Private Israeli spacecraft Beresheet has sent back images of the sunrise as seen from its point of view.
On March 24, the spacecraft sent images and transmitted videos of the sunrise to the control center of Israel Aerospace Industries and SpaceIL in Yehud, Israel.
This update from the Beresheet is a welcome development after the spacecraft experienced a couple of glitches involving its trackers and an unexpected reset of its onboard computer on Feb. 25.
Images From Space
In the sunrise video posted by SpaceIL on Twitter, the Earth can be seen hiding the sun and then exiting the same shadow created by the Earth and the sun's exposure.
"This process creates a kind of sunrise image," SpaceIL posted.
An onboard camera on the moon lander has also captured a view of the Earth from a distance of more than 23,000 miles. The photos and videos were taken by the spacecraft at different heights and times during its journey.
The Beresheet spacecraft, a joint venture between nonprofit companies SpaceIL and the Israel Aerospace Industries is currently on its farthest elliptical orbit around the Earth.
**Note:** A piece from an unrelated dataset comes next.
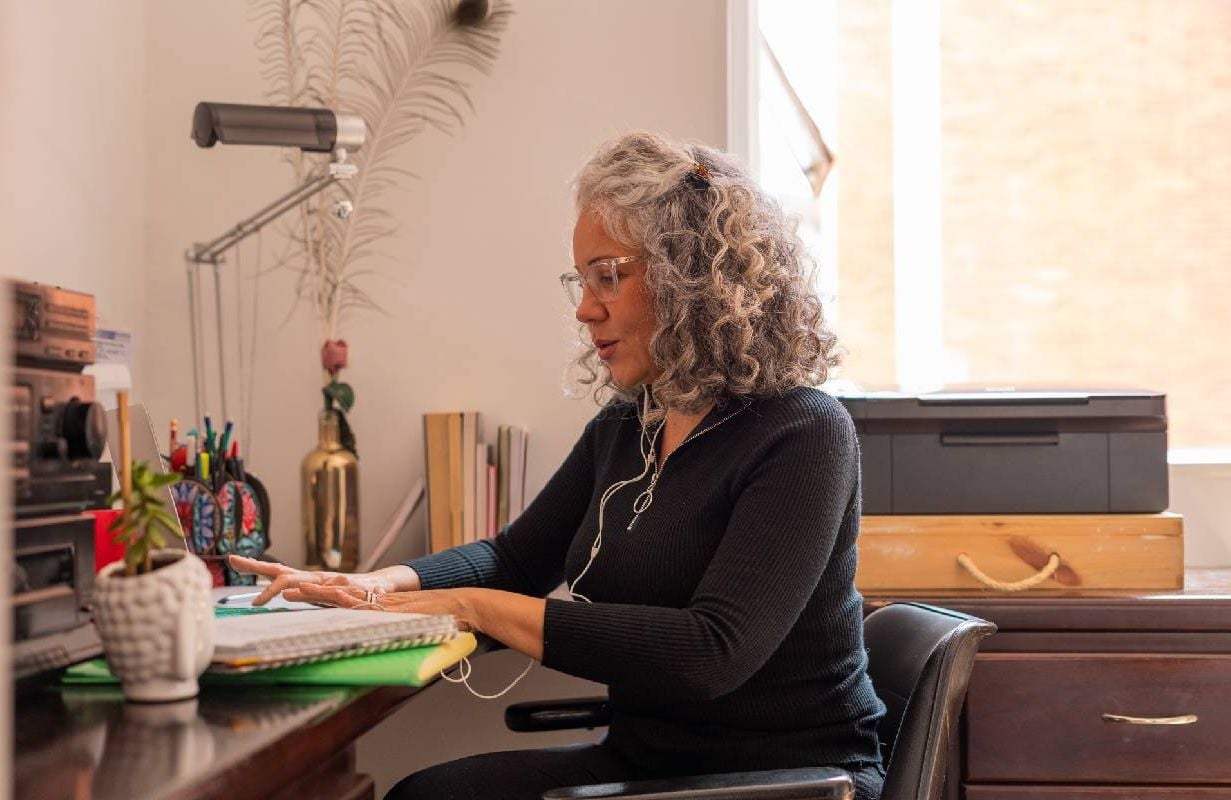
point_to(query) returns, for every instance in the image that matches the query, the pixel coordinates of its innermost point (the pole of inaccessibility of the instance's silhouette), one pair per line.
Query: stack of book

It is orbiting Earth at a distance of 81,400 miles.
If all goes according to plan, the lander is slated to intersect the moon's orbit on April 4 at approximately 251,655 miles away from the planet and will land on the moon on April 11.
It will touch down on the moon's surface in April in the northeastern part of Mare Serenitatis or the Sea of Serenity.
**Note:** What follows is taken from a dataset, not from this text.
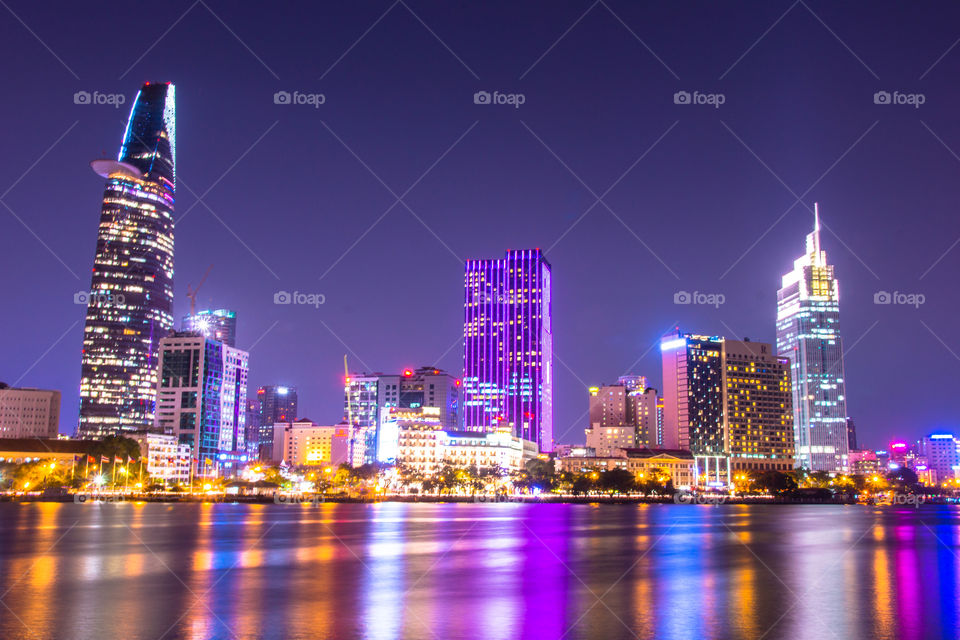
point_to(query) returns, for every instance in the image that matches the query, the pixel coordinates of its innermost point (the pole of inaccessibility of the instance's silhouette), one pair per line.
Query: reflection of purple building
(508, 346)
If the Beresheet successfully lands on the moon, it would be the first time for an Israel-based spacecraft and a privately funded mission to achieve such a feat.
From Israel To The Moon
The unmanned spacecraft launched toward the Moon from Cape Canaveral Air Force Station in Florida last Feb. 21 on board the SpaceX Falcon 9 rocket. It will orbit Earth for four times before orbiting the moon for about eight weeks, and will finally land on the lunar surface.
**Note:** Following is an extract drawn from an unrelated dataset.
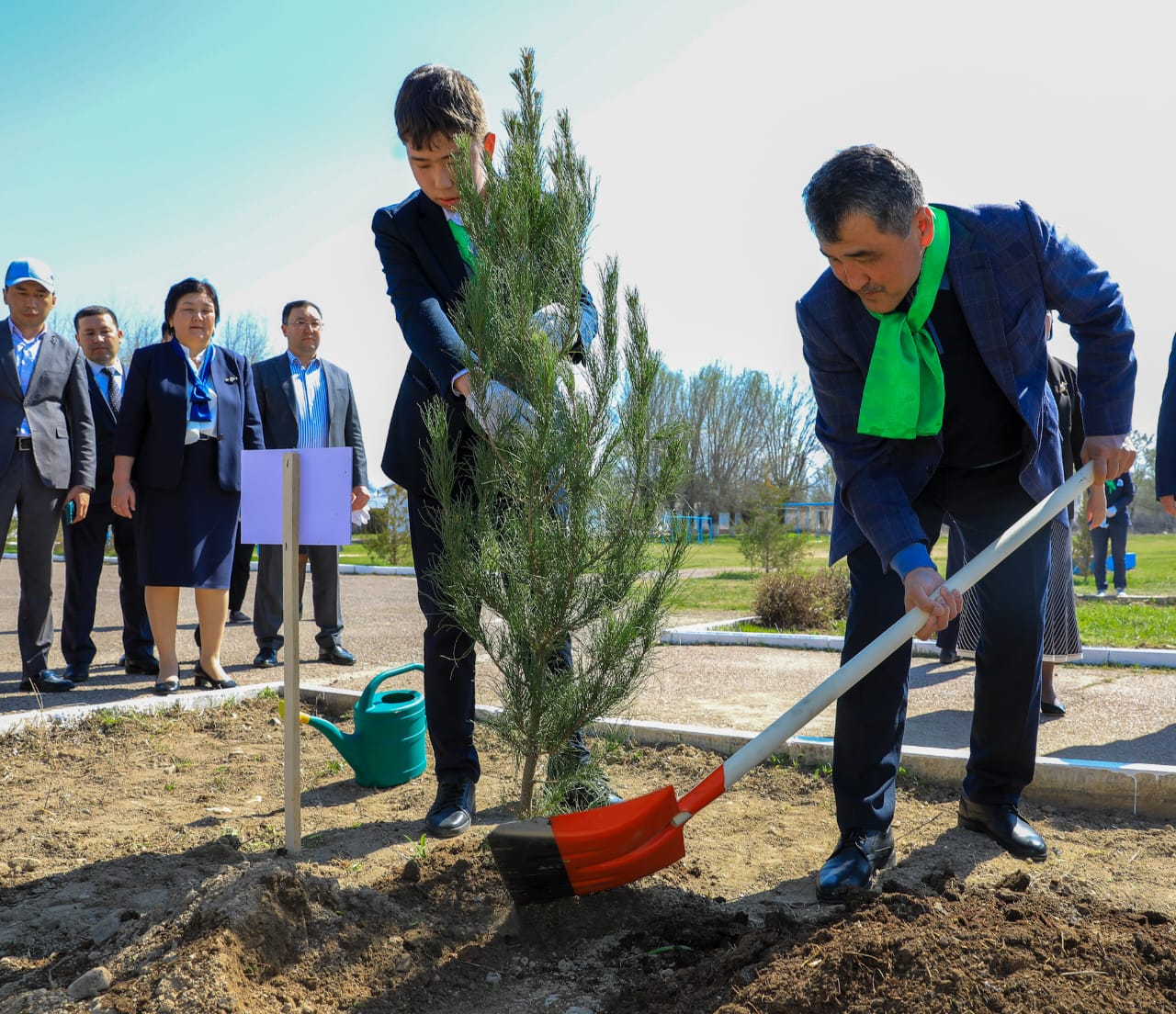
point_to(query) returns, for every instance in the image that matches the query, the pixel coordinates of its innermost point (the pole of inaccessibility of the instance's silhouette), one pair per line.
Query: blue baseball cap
(29, 269)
Since its launch, the Beresheet has performed three key maneuvers to reach higher altitudes. The spacecraft has aligned its orbit to achieve accurate lunar capture. It also accelerated its speed and slightly tilted the angle of the orbit's plane to ensure that it will reach the lunar orbit at the exact time and place. The fourth and last maneuver completed recently was the firing of the spacecraft's engine.
The SpaceIL mission carries a price tag of an estimated $100 million, an achievement for low-cost space exploration.